Fig. 5. Carbon flow in 2030 in the advanced peak scenario. The unit is 1 × 104 t of carbon dioxide. Carbon emissions of the power generation sector include the carbon dioxide emissions generated from heating energy consumption. To achieve the total balance, it is assumed that the energy loss and balance of different varieties include the carbon dioxide emissions. The carbon emission coefficients of hydropower, nuclear power, wind power, and other non-fossil energy sources are zero. The carbon emission coefficients of coal, oil, and natural gas are 3.96 tCO2·toe-1 , 3.08 tCO2·toe-1 , and 2.35 tCO2·toe-1 , respectively. Due to rounding, the carbon balance may be slightly different for different varieties and sectors.
Through an analysis of energy supply and demand and carbon emission data for a planned peak scenario and an advanced peak scenario, the following conclusions can be drawn.
(1)Primary energy and power demand will continue to grow up to 2030. Since low-carbon transformation promotes the rapid enhancement of the electrification level, the growth rate of the power demand will be significantly larger than that of the primary energy demand.
(2)Decarbonization is the basic characteristic of the structural changes to the energy supply and demand.

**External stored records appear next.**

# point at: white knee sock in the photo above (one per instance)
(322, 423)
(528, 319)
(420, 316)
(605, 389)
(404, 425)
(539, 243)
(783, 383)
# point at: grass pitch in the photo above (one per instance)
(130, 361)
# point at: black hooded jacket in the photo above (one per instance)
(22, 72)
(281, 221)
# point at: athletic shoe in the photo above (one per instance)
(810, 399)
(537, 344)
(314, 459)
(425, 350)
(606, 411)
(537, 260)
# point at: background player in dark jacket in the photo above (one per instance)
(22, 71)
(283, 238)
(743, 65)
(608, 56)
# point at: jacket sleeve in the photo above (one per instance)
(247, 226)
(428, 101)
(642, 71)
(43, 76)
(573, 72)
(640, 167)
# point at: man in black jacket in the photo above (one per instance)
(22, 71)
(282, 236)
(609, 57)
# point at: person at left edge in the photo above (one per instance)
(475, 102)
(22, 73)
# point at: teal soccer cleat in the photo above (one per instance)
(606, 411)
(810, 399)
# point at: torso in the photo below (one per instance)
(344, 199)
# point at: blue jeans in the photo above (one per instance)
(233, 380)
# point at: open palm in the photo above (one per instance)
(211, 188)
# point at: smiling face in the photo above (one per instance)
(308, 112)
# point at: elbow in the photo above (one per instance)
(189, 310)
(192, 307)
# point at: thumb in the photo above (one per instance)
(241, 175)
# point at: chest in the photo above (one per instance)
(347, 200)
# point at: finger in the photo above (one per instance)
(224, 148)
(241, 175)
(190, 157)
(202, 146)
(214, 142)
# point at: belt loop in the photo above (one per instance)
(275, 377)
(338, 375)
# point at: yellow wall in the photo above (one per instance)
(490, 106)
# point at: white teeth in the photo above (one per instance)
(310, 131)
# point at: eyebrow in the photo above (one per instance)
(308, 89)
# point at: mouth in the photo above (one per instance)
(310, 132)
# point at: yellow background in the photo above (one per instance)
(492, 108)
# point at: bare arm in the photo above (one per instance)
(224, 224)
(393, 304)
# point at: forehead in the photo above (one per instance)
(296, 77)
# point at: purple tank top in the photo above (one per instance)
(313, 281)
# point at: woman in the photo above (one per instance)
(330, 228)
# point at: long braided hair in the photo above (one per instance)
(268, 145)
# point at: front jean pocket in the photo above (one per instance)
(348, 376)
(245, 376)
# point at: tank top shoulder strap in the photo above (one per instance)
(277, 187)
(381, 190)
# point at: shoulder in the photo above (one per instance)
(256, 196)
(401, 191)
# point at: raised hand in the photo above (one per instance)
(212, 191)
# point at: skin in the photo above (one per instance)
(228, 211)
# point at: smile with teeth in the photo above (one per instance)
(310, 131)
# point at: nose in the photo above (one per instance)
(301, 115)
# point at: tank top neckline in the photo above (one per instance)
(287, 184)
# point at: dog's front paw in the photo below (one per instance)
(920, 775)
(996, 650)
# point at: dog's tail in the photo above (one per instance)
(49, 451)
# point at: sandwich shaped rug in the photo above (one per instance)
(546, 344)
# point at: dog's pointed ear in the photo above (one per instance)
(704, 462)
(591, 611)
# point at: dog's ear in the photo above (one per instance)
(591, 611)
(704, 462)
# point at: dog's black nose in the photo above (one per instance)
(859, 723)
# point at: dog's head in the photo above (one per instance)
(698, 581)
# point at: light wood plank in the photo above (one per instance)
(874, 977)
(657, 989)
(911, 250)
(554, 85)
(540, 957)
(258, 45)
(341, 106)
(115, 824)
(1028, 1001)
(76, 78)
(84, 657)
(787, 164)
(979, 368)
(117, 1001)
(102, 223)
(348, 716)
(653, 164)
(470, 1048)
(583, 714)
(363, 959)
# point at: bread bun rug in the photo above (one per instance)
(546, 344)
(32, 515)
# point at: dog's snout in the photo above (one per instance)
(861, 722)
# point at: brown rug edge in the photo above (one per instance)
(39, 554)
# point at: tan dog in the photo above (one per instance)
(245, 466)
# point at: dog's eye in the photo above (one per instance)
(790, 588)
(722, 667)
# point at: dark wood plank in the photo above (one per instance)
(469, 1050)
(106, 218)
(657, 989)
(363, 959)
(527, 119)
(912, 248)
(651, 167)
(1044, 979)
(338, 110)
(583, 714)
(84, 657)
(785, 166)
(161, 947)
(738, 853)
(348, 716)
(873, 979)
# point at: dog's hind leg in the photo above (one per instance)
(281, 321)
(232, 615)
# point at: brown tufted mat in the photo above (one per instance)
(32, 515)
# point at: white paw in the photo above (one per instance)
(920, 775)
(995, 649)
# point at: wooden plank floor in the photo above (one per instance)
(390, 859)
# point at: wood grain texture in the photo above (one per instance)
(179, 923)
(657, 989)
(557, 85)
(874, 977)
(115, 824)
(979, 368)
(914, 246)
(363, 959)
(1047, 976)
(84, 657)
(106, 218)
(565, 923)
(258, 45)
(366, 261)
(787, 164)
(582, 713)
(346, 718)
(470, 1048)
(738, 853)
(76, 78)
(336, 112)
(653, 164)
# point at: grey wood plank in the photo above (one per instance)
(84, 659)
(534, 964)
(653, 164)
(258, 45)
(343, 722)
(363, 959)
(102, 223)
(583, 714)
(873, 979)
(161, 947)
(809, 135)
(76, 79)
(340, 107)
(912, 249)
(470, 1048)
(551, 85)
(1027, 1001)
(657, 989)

Non-fossil energy will replace oil as the second largest energy source prior to 2030, but coal will remain the largest energy source.
(3)Energy-related carbon emissions may peak in 2025 due to the application of consumption patterns focusing on higher energy efficiency and more low-carbon energy supply modes.
(4)As the primary method for non-fossil energy development and utilization, power generation produces nearly half of carbon emissions. Therefore, the decarbonization of the power supply system is a key factor in achieving peak carbon emissions as soon as possible and in reducing the peak value of carbon emissions.